I was offered a last minute opportunity that I simply couldn’t turn down.
Three months later and an eternity it seems that I have last written anything, I am still here. Although I can’t actually say that honestly as I am not anywhere near the same place I was when I first arrived here both geographically and emotionally. I am not working in a conventional nine to five public school job and living in paid for accommodation. I don’t think I ever will again. Nothing did more to destroy my optimism than being stuck in one place from nine to five. I found myself unable to make time for anything. Waking up at seven was just enough time to shower, walk the dog, and go to school. When I got home at four in the afternoon I was famished and exhausted in a way that didn’t make sense. I didn’t do any hard laboring. I barely taught five classes a day. I would spend half the hours idling away in a cozy public school office refreshing the Facebook homepage, depleting stories on news websites, and YouTube videos. I decided then that I would much prefer to work/teach class after class until my legs quivered from exhaustion and my voice withered away than to sit for three hours and do absolutely nothing. And I don’t think any pay raise would have made that feeling change.

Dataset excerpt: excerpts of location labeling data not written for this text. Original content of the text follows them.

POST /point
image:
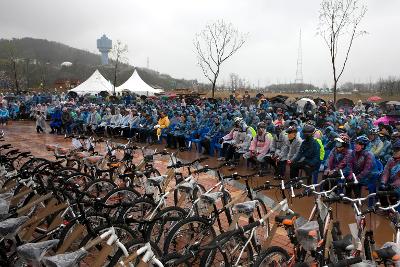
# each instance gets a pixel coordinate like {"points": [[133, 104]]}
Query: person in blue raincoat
{"points": [[55, 122], [4, 114], [216, 131]]}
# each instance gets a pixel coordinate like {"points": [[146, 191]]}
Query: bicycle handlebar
{"points": [[390, 193], [236, 176], [180, 164], [346, 262]]}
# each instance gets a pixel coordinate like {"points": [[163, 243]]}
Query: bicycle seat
{"points": [[94, 159], [6, 196], [245, 207], [62, 150], [4, 207], [35, 251], [51, 147], [115, 164], [287, 219], [186, 186], [5, 146], [387, 252], [12, 152], [9, 227], [156, 181], [345, 244], [82, 155], [211, 197], [64, 260], [307, 233]]}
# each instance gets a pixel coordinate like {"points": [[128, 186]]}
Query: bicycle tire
{"points": [[268, 253], [197, 191], [100, 184], [168, 260], [237, 241], [124, 195], [158, 230], [69, 228], [81, 179], [137, 209], [131, 247], [192, 223], [118, 229]]}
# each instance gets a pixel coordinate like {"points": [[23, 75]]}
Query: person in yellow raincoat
{"points": [[163, 122]]}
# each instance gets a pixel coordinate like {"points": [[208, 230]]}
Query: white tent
{"points": [[136, 85], [94, 85]]}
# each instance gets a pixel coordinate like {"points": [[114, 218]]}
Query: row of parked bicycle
{"points": [[88, 208]]}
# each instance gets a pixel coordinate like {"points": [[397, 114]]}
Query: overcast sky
{"points": [[163, 30]]}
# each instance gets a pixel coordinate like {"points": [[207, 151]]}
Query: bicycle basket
{"points": [[322, 209], [76, 144], [148, 154], [307, 233], [392, 250], [4, 207], [206, 203]]}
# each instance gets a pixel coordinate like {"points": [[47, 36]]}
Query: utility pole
{"points": [[27, 72], [299, 71]]}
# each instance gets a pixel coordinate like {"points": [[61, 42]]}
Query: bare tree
{"points": [[338, 25], [214, 45], [118, 52], [11, 52], [234, 81]]}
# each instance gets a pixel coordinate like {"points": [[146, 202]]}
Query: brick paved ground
{"points": [[23, 136]]}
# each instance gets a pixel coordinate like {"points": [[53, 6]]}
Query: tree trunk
{"points": [[334, 92], [115, 76], [15, 77], [213, 88]]}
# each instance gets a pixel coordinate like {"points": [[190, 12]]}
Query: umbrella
{"points": [[343, 102], [319, 101], [104, 93], [279, 105], [301, 103], [395, 103], [72, 94], [385, 120], [395, 113], [374, 98], [278, 98]]}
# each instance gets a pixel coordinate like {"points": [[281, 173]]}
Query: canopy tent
{"points": [[136, 85], [93, 85]]}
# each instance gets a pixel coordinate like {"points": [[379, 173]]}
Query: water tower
{"points": [[104, 45]]}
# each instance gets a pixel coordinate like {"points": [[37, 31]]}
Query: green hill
{"points": [[39, 60]]}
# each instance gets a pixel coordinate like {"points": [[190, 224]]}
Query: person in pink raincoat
{"points": [[259, 146]]}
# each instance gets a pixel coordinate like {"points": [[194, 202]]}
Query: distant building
{"points": [[66, 84], [104, 45]]}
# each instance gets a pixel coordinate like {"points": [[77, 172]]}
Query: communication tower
{"points": [[104, 45]]}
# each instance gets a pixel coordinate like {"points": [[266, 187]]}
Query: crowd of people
{"points": [[288, 138]]}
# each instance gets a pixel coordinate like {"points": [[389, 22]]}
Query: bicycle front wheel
{"points": [[188, 233], [273, 256]]}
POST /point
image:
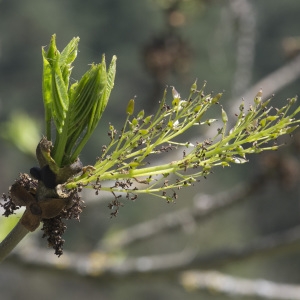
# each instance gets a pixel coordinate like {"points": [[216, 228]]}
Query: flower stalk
{"points": [[124, 160]]}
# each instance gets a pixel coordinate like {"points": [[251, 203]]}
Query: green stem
{"points": [[12, 240]]}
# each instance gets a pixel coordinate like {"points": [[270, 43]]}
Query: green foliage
{"points": [[124, 160], [74, 109], [21, 131]]}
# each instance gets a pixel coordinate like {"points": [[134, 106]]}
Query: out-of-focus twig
{"points": [[204, 206], [244, 12], [232, 286], [104, 265]]}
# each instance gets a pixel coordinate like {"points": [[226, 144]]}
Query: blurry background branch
{"points": [[101, 264], [219, 283]]}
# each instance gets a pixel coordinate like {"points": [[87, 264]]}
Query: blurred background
{"points": [[237, 46]]}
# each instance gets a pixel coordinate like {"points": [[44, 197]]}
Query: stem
{"points": [[12, 240]]}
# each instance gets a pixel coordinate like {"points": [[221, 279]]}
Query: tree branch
{"points": [[204, 207], [225, 284], [12, 240], [100, 264]]}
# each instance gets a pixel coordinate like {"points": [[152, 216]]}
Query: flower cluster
{"points": [[125, 161]]}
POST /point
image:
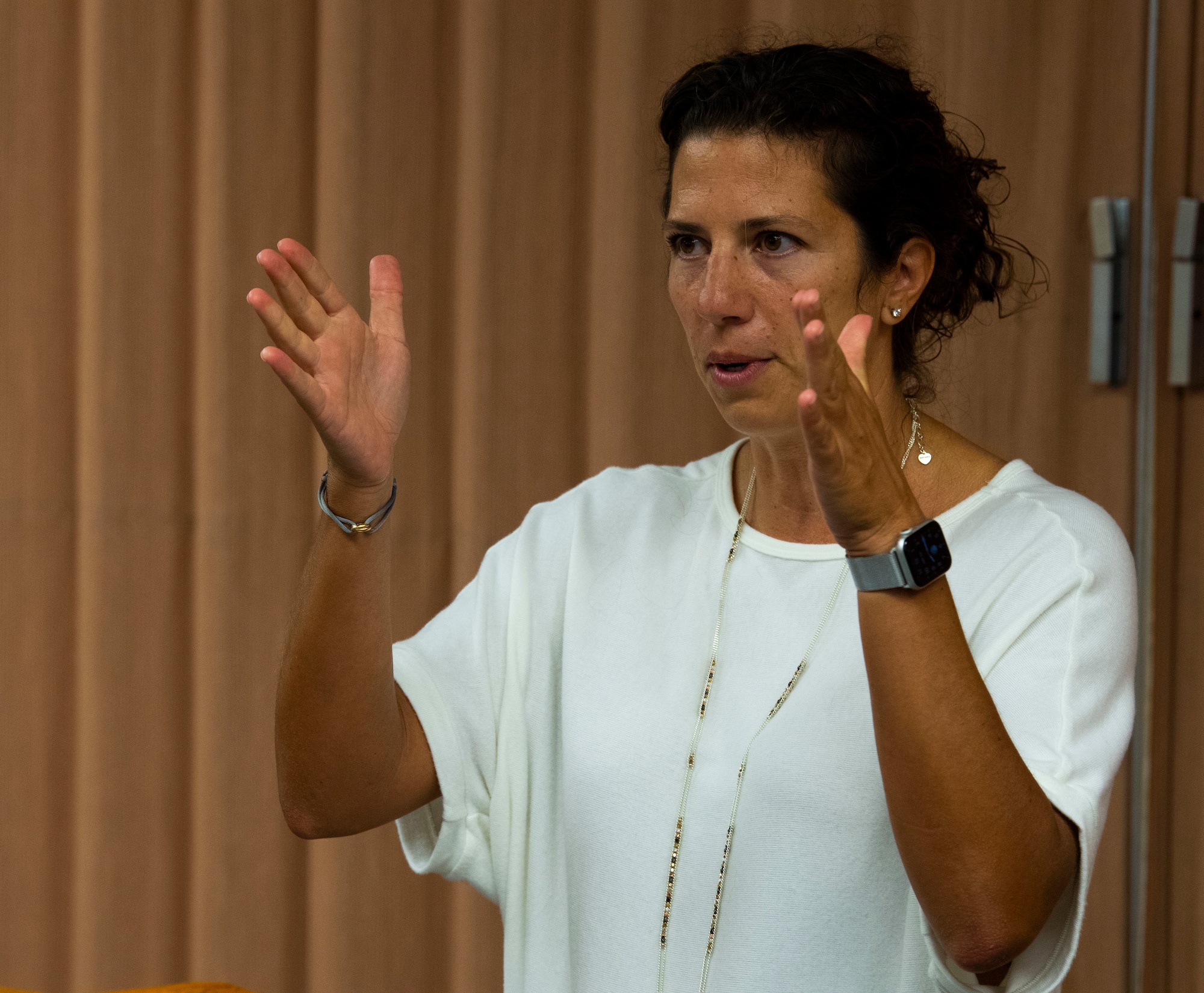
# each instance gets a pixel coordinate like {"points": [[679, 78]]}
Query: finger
{"points": [[854, 341], [304, 387], [316, 279], [822, 441], [306, 312], [300, 348], [386, 293], [827, 367]]}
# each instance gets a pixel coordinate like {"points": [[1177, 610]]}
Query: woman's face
{"points": [[749, 226]]}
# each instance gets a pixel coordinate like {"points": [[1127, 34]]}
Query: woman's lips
{"points": [[737, 374]]}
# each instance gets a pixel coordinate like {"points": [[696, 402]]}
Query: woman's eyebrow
{"points": [[775, 221], [682, 227]]}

So by four in the afternoon, I would have just enough in me to take the dog to the park, make dinner, and then watch a movie or do another brain numbing activity. I gave up drinking on weekdays so my social life went away with it. When I met up with the locals on the weekend or days I could be bothered to go out, they annoyed me with their silly life stories and general attitude of acceptance with the same life I was living. When my second year was coming to an end, I didn’t want to go back to Canada with a student debt etched to me like some ill gotten tattoo in my youth. Worst, I couldn’t go back and tell my father that except for memories backpacking to tropical countries once so alluring, I had nothing to show for two years of absence in his life.

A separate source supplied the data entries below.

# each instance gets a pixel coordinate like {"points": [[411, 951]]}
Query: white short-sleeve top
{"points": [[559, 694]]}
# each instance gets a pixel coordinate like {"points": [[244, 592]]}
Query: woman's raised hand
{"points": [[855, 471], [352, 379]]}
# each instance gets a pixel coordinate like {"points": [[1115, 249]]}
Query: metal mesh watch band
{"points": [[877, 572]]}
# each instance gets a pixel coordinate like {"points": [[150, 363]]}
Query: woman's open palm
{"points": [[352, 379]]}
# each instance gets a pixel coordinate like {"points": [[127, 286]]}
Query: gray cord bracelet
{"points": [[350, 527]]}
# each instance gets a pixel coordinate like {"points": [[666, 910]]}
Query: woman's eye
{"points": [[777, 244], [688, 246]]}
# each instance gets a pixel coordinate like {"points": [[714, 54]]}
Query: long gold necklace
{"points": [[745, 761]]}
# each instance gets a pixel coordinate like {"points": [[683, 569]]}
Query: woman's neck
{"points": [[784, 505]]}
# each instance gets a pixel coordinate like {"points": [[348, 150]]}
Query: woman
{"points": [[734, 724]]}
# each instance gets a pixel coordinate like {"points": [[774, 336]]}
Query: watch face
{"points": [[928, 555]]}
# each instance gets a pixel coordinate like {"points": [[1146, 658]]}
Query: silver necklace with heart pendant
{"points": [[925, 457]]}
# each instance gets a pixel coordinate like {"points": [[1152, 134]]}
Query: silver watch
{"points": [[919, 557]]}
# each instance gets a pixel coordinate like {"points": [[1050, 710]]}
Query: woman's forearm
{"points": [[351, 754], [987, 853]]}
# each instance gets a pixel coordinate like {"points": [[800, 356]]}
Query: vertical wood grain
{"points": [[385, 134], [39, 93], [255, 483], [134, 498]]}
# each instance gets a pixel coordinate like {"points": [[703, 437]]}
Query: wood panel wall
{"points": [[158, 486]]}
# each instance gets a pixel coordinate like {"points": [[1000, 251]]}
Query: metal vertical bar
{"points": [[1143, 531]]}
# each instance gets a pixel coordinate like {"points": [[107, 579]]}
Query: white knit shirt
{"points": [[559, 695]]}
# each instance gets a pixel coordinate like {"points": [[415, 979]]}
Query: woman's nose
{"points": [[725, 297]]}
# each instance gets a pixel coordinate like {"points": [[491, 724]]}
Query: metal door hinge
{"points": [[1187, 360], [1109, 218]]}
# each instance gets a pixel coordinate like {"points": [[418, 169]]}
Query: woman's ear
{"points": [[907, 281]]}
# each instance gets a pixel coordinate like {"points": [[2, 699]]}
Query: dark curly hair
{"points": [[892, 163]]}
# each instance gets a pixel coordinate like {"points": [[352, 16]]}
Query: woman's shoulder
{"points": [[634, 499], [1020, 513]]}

A week before I left Icheon, I got a job offer that could provide for me financially. I had a chance to really pay off my student loans by the time I was 25. And the kicker was I only worked from noon to three. I finally had a job that didn’t center on bartending into the middle of the night or “teaching” at a public school that took up the best part of the day. I now exist in a world I didn’t understand before, the noon world where I had mornings to make pancakes for breakfast if I wanted to or go jogging with Keiko if I wanted to. I make appointments to get my hair cut in the mornings, I visit coffee shops to sit and pretend to write, or I watch TV. I am out when the sun is out. I have more love for my teaching and freedom to independently make lesson plans. By three in the afternoon I am wired with energy and glowing with positivity. I think of elaborate dinners I can make from scratch, tasting flavors new to me, or finding hobbies.
I have a clear goal in mind and am taking huge efforts to attain it. I have given myself to my 25th birthday to accomplish this. As this idea buried itself into my head and I worked effortlessly to put it in spin, I noticed I haven’t written a single thing for months. Perhaps the longest I have gone wordless.

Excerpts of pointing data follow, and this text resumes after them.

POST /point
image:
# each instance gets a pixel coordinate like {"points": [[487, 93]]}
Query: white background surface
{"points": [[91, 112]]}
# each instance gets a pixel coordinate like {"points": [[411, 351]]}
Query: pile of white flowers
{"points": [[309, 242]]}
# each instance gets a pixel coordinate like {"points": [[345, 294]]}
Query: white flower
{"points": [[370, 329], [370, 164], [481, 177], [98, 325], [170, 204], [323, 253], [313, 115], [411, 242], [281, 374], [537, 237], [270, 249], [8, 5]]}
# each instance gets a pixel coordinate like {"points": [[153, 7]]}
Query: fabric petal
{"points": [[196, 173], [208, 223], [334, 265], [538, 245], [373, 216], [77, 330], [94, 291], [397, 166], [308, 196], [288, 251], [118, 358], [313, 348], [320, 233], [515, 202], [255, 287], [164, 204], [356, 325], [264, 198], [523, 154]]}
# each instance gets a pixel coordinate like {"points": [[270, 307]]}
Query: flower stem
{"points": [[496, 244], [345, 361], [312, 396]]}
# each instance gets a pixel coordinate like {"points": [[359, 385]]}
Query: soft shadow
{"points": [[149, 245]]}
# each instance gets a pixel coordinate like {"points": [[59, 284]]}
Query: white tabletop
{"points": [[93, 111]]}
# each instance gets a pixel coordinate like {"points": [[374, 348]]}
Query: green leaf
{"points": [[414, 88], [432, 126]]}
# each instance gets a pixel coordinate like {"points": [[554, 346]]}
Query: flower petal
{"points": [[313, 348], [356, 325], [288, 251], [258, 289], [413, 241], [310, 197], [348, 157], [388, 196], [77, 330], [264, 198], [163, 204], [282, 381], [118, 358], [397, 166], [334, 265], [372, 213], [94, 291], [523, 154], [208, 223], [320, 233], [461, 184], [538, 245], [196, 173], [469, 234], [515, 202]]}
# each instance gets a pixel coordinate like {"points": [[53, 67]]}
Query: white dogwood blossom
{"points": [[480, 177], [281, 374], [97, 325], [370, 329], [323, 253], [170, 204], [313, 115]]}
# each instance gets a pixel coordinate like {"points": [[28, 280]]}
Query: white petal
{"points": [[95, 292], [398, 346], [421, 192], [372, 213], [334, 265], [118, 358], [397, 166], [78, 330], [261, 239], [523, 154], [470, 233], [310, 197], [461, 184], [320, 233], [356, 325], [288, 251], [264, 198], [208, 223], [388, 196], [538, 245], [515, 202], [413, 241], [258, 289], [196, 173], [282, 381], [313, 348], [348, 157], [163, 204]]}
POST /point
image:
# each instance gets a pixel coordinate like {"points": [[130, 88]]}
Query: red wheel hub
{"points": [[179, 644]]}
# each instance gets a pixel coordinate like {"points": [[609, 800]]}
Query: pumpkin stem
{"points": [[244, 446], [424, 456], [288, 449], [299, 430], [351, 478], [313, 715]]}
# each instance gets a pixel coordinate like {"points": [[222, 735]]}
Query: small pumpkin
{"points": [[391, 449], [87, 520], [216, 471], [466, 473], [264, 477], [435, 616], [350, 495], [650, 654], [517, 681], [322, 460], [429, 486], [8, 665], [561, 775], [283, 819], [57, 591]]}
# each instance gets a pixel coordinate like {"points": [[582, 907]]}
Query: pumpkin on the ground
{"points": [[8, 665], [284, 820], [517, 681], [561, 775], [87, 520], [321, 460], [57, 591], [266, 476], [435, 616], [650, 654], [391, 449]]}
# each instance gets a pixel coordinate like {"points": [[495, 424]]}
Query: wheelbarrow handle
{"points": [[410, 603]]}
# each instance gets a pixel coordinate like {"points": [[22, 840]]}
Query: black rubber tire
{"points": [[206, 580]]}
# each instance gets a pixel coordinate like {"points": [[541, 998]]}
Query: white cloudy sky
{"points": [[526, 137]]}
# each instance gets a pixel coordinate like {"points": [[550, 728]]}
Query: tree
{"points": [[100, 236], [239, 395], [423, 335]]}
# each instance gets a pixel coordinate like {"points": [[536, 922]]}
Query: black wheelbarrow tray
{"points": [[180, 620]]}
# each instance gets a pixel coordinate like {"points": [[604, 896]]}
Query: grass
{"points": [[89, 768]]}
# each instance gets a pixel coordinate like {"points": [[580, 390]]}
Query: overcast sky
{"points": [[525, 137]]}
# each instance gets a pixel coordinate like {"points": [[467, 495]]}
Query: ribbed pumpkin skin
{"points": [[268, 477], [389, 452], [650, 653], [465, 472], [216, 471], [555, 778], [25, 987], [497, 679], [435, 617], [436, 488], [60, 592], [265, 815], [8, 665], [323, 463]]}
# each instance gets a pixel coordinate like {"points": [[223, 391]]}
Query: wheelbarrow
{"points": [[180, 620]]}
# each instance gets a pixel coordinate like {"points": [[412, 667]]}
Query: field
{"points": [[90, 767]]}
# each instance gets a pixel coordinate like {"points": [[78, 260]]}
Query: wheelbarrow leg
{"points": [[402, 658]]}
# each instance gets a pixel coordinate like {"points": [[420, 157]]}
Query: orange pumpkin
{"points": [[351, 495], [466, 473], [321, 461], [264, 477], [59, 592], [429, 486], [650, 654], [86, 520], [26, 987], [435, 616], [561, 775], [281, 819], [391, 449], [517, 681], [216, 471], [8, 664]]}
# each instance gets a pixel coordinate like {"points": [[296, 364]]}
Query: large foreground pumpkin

I realized it was because I had nothing more to contribute to Away We Go. With a new work schedule, new short term goals, and new city to live in (downtown Seoul), I am ready to start a new story.
So this is my thanks to all of you back home, here in Korea, or those I met travelling who have followed me on my journey in the last two and a half years with Away We Go. Thank you from the bottom of my heart for tuning in.
your job sounds amazing!! i can't believe it. I wish it were mine!